Netting: try to keep any form of netting above ground to stop hedgehogs from getting stuck in it. If it is necessary to have netting hugging the ground then please check it morning and night.

Slug Pellets: As an organic gardener you should not be using these, as they will kill your hedgehog as well after he has eaten the slugs and snails that have feasted on the pellets.

Sheds: If you generally leave them open then check before changing this habit. Similarly, if you usually close the door and forget one night, please check in case a hedgehog has taken up residence. As with children keep all undesirable substances out of reach of hedgehogs.

If you accidentally disturb an empty nest try and leave it as you find it. If you find a hedgehog with or without young, try to offer food then leave it alone, do not let others come round for a peep. Any doubts phone your local BHPS (British Hedgehog Preservation Society).


Your lawn is the platform that the rest of the garden is set around. Different people have different ideas about what is a good lawn. Some do not mind a few daisies on the lawn but everyone would like to be rid of the perennial weeds.

So if you use pesticides to remove weeds from your lawn, the pesticides kill indiscriminately, killing pests along with their natural insect predators. So once insect predators are eliminated, pest populations grow in ever-increasing numbers, which means you need to use even more pesticides to eradicate them.

Who uses the Lawn most in the family?

Children are particularly vulnerable to pesticides and are the most likely to be exposed to lawn pesticides. Children living in homes using pesticides are at a higher risk of developing leukemia, lymphoma, and asthma. If the children are kept off of the lawn, it has to be remembered that the chemicals can easily be tracked into the house. Lawn chemicals are just as harmful to pets.

A healthy lawn will manage to overcome most weeds, drought, pests, and diseases more effectively than a lawn in poor condition.

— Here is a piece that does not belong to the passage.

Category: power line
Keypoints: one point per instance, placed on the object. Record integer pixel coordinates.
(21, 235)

Start by testing your ph and if it is below 5.5 then add some limestone or dolomite during the autumn, this helps to remove the thatch and encourages the worms to burrow, which will help to aerate the lawn and improve structure. Cut your lawn more frequently, so that your trimmings are kept to a minimum, and can be left on the lawn to feed it. The decomposing cuttings release up to 30% of your lawn’s needed nutrients. Only leave the trimmings on the lawn when it is warm and the decomposing rate is good.

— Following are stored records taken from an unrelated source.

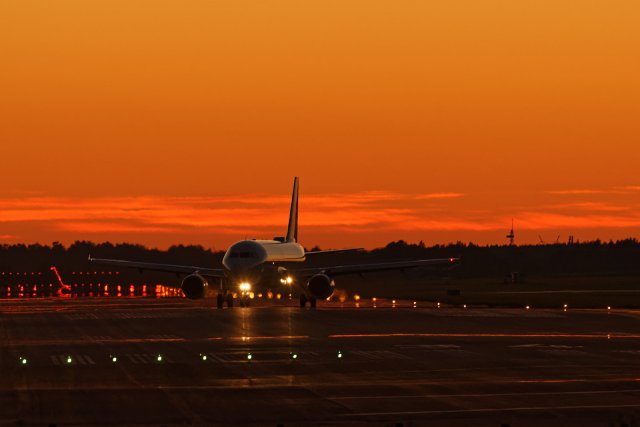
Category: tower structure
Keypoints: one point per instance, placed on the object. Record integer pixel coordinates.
(511, 236)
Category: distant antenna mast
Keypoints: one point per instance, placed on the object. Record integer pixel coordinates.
(511, 236)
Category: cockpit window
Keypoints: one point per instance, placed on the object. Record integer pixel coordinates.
(241, 254)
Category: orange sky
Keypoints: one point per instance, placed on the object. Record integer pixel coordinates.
(165, 122)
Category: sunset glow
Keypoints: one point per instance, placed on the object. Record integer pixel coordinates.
(164, 122)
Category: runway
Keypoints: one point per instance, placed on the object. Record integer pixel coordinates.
(138, 361)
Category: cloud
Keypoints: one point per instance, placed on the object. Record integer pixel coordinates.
(431, 196)
(330, 218)
(578, 192)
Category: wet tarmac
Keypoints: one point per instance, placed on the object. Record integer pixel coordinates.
(166, 362)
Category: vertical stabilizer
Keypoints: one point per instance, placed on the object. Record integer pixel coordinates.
(292, 231)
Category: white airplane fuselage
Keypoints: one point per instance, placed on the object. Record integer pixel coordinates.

In the spring be sure to give your lawn a good rake, to remove any debris, and use a fork to “hole” the ground to open it up. Reseed any bare patches, as these will just attract weeds. Any perennial weeds are best hand-pulled, before mowing.

Many people see clover as a weed but it collects nitrogen from the air and gives it back to the soil for the grass to feed on. If your lawn is in need of feed, then use a slow-release organic fertilizer in the spring or summer.

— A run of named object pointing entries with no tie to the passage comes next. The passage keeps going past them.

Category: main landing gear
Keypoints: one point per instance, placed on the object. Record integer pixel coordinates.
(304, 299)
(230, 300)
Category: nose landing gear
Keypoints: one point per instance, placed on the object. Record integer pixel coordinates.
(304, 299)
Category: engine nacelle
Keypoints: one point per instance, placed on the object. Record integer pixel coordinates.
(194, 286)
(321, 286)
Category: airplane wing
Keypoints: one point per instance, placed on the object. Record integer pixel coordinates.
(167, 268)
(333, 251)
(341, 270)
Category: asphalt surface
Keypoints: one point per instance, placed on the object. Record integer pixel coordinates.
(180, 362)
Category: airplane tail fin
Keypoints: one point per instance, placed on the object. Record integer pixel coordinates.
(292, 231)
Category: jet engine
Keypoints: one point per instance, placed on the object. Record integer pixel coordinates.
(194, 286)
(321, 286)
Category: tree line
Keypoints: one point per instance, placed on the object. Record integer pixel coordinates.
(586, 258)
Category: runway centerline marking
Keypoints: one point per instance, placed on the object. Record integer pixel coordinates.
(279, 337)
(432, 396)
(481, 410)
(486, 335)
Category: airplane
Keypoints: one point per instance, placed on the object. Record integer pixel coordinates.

If the grass is very thin then you need to spread fresh seed, after you have given the lawn a good raking, roll it in if you can and be sure to keep the area damp. You can give a light covering of sand to help keep the birds from eating it all.

Lawn problems mostly stem from compaction, poor drainage, over acidity, shade, too close mowing, underfeeding, and drought, as all these can encourage moss to take over. Identifying and treating the problem will allow the grass to take the place of moss. Chemical moss killers won’t cure the problem long term.